Lisa Marie was 54 years old when she died in the hospital on January 12, 2023. When Kruse and Fialko submitted the original lawsuit in Los Angeles last month, they made headlines by alleging that Priscilla ignored Lisa Marie’s advance health care directive. That document stated Lisa wished for her life to be “prolonged as long as possible within the limits of generally accepted health care standards.” The advisers claimed Priscilla cut life support “within hours” because of their estrangement and because Lisa Marie was preparing to remove her as sole trustee of a $25 million life insurance trust. They also noted that Priscilla had already been removed as trustee of Lisa Marie’s Promenade Trust and faced potential legal challenges from her daughter.

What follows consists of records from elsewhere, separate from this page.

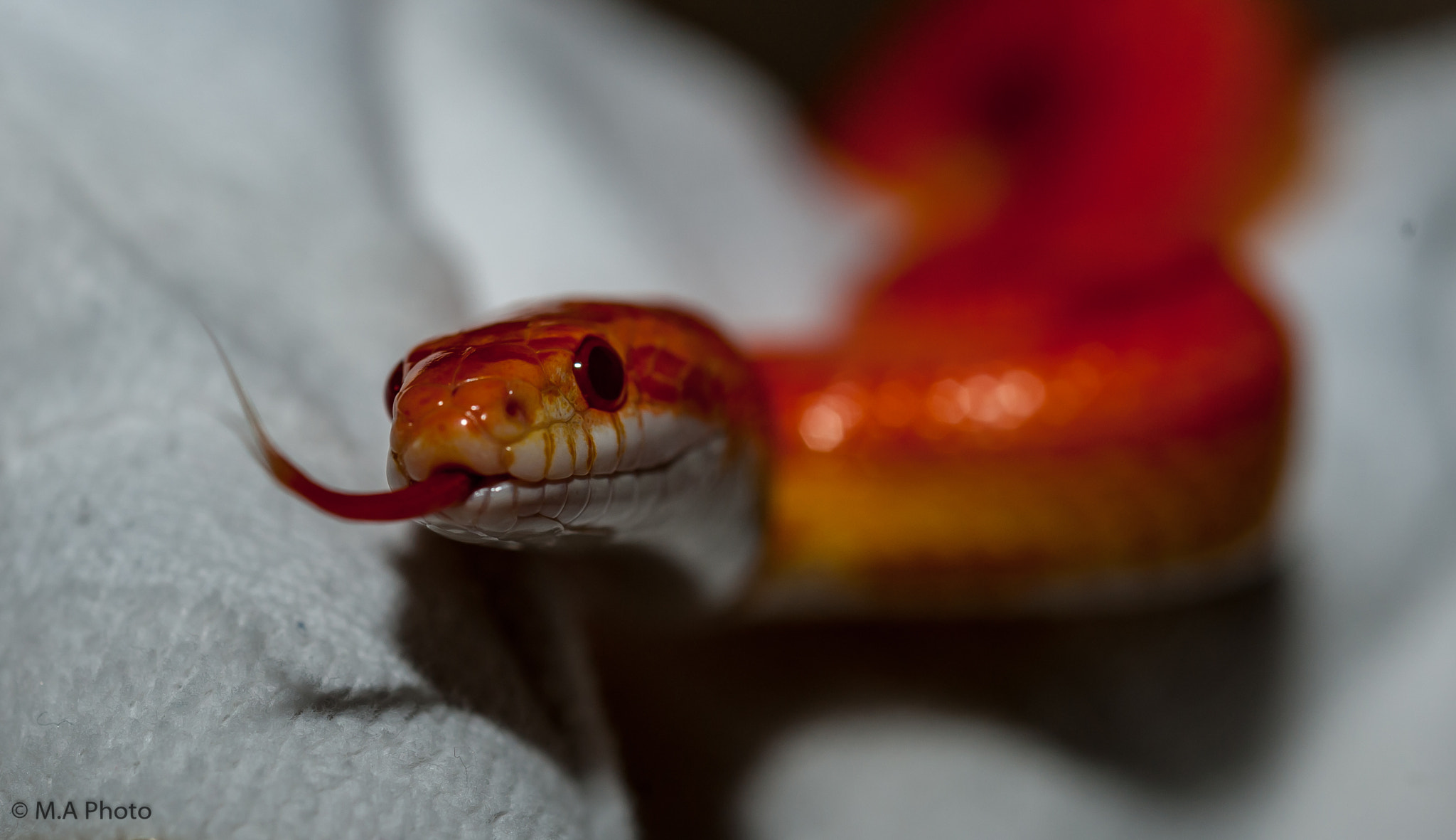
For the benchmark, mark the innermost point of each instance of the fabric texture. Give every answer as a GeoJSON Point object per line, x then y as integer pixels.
{"type": "Point", "coordinates": [326, 182]}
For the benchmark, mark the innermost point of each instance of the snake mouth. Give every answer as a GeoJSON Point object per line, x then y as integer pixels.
{"type": "Point", "coordinates": [507, 510]}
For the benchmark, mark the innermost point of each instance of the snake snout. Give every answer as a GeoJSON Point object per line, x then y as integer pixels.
{"type": "Point", "coordinates": [471, 424]}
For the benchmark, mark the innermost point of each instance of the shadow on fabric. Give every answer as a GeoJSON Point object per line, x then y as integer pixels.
{"type": "Point", "coordinates": [1178, 701]}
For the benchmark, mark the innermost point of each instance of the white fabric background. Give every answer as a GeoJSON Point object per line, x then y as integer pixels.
{"type": "Point", "coordinates": [329, 182]}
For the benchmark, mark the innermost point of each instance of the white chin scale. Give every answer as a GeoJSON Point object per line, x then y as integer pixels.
{"type": "Point", "coordinates": [700, 510]}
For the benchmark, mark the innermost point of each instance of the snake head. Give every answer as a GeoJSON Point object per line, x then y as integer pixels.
{"type": "Point", "coordinates": [632, 421]}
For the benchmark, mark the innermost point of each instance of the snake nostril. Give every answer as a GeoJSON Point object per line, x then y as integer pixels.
{"type": "Point", "coordinates": [397, 381]}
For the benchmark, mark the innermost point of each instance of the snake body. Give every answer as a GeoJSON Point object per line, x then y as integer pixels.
{"type": "Point", "coordinates": [1060, 386]}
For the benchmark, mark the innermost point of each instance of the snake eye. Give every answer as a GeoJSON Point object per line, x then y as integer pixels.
{"type": "Point", "coordinates": [600, 375]}
{"type": "Point", "coordinates": [397, 381]}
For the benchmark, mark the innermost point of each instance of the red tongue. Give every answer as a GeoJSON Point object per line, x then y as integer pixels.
{"type": "Point", "coordinates": [443, 489]}
{"type": "Point", "coordinates": [440, 491]}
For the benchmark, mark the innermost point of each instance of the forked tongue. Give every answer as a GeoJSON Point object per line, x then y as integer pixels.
{"type": "Point", "coordinates": [437, 492]}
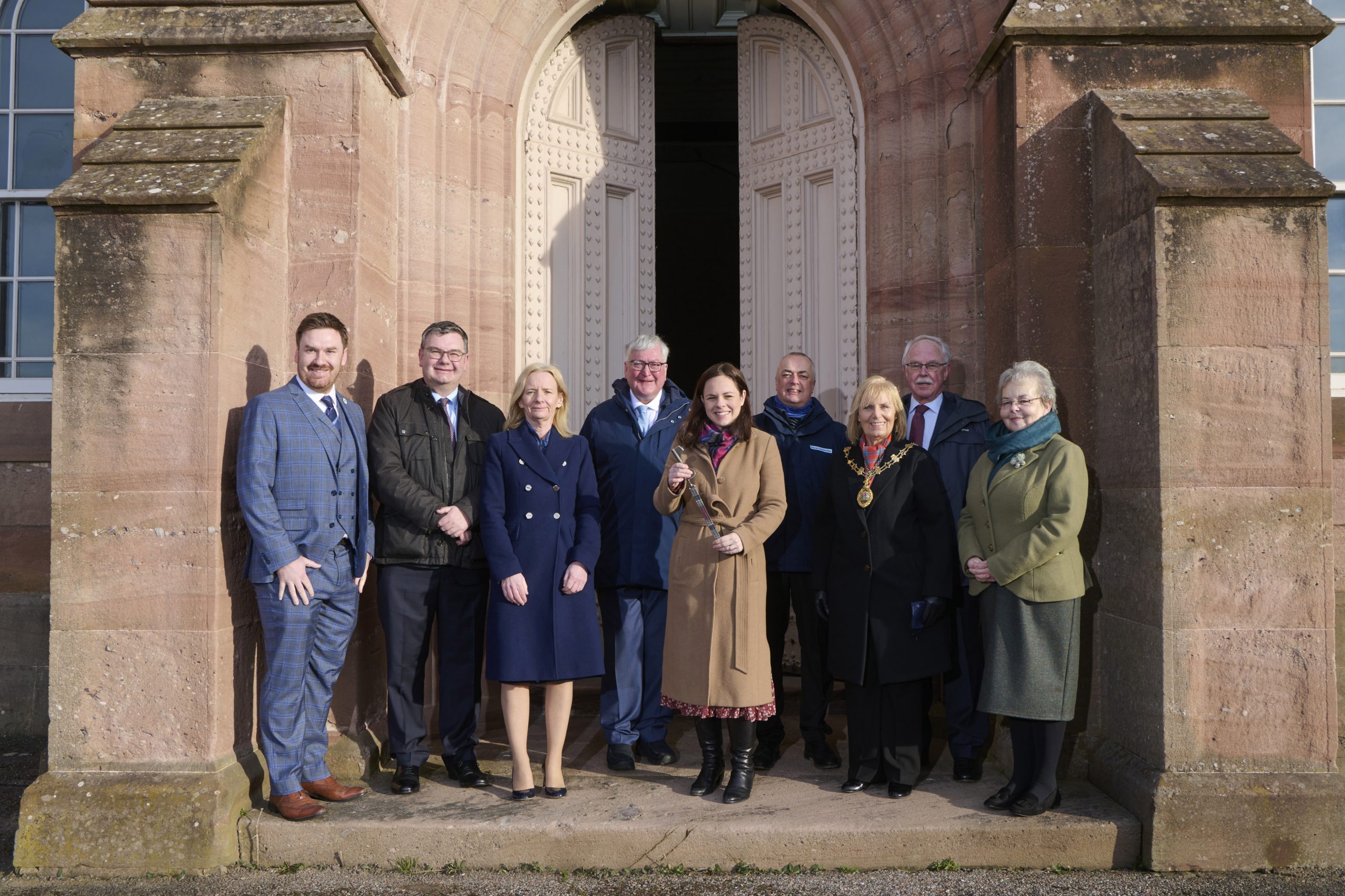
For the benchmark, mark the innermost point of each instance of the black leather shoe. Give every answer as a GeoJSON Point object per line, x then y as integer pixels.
{"type": "Point", "coordinates": [765, 756]}
{"type": "Point", "coordinates": [619, 758]}
{"type": "Point", "coordinates": [656, 753]}
{"type": "Point", "coordinates": [467, 774]}
{"type": "Point", "coordinates": [1028, 805]}
{"type": "Point", "coordinates": [1002, 798]}
{"type": "Point", "coordinates": [822, 755]}
{"type": "Point", "coordinates": [966, 768]}
{"type": "Point", "coordinates": [407, 780]}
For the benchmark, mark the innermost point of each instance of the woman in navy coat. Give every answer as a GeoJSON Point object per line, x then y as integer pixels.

As Rolling Stone reported earlier, weeks after Lisa Marie’s passing, Priscilla disputed her daughter’s 2016 amendment to the Promenade Trust. That amendment replaced her as co-trustee with Riley Keough and Lisa Marie’s late son, Benjamin Keough, who died in July 2020. Priscilla was never a beneficiary of the Promenade Trust, and the change meant she lost her last oversight over Promenade’s most valuable assets, which included Elvis’ Graceland mansion, its archives, and Lisa Marie’s 15 percent stake in Elvis Presley Enterprises, the company managing Elvis’ name, likeness, and image. Priscilla petitioned the court to declare the amendment “invalid.”
Although legal conflict seemed inevitable, Riley Keough eventually settled with her grandmother within months. Under the agreement, Priscilla was awarded a $1 million lump-sum payment from Lisa Marie’s $25 million life insurance policy. Keough also agreed to pay her $50,000 to step down as co-trustee of a separate irrevocable trust that only held the insurance policy. In addition, Priscilla was granted an annual salary of $100,000 for ten years as a “special adviser” to the Promenade Trust.